The League of Engineers and Computer Scientists  (LECS) have something not a lot of colleges get to experience – virtual reality.

It’s called the Oculus Rift, a headgear that submerges your eyes into a simulated state of reality.

The virtual reality technology that exists today is similar to a simple version of a video game but includes more eye and head movement rather than button mashing.

A user can “look around” in real time, while moving his or her head up,  down, and around. When using a simulated space application, for example, if the user looks up he or she will be able to see the stars as realistically as star gazing on a cloud-free night.

“A lot of people aren’t experimenting with this yet — we are among the first,” said LECS President Dom Dabish. “No rules, it’s all brand new.”

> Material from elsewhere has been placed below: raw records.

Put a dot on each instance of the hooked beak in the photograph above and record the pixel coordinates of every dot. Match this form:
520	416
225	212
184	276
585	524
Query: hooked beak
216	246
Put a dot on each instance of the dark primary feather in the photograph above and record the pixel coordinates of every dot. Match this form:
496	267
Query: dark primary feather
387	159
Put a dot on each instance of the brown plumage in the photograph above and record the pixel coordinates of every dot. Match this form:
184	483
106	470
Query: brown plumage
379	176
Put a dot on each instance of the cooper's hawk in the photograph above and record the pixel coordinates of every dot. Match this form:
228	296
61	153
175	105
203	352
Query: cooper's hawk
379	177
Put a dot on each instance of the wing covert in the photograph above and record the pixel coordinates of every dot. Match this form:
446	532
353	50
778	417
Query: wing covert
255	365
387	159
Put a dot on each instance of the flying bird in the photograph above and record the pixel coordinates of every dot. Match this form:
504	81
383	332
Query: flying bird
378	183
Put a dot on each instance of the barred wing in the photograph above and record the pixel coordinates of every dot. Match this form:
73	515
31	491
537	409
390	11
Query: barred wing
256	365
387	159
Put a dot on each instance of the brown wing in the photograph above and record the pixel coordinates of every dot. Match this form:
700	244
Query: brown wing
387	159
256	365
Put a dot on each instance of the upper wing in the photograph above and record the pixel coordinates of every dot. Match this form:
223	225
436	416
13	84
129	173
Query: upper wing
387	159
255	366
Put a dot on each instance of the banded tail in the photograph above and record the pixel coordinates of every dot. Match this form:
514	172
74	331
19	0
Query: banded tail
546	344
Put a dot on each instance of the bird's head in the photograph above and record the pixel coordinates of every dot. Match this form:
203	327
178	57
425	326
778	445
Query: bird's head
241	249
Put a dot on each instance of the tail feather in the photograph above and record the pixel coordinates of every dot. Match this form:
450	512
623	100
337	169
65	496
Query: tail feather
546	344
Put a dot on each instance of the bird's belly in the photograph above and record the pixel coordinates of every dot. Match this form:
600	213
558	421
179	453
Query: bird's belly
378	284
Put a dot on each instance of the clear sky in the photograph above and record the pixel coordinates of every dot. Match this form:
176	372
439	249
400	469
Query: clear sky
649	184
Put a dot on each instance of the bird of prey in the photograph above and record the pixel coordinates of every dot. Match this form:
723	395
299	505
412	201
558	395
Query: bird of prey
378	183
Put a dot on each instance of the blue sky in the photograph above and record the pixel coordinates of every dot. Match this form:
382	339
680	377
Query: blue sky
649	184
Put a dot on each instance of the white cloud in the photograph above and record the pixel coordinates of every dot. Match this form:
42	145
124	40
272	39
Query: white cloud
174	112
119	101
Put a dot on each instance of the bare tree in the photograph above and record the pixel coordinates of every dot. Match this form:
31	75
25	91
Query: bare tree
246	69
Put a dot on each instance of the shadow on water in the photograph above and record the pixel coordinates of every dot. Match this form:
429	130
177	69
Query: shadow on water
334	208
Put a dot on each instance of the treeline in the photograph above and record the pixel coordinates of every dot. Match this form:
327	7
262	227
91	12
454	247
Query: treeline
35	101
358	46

With two Oculus Rifts in their possession thanks to the Student Funding Board, the members of LECS are enjoying the virtual interaction and are optimistic about what they can create with this new technology.

“The first thing we want to do is develop,” Dabish said. “We want to use the programs available to make an original application.”

Eventually the LECS hopes to get its hands on Leap Motion input, which tracks finger and hand movements without connecting sensors to the user.

“It’s like you can pick up a Coke and drop it or throw it while watching it happen on the Oculus,” Dabish said.

The LECS is also seeking helpers. It needs students to generate unique and creative uses for virtual reality and people to test it out in action.

“We’re open to anyone joining,” Vice President Ivan Gappy said. “No background in computers required; we value all ideas.”

Playing with the Oculus Rift is fun and new. Some people, though, may be sensitive to the movement and get dizzy.

“Every time I play around with the Oculus, I think to myself how amazing this is,” said LECS member Andrew Alisa.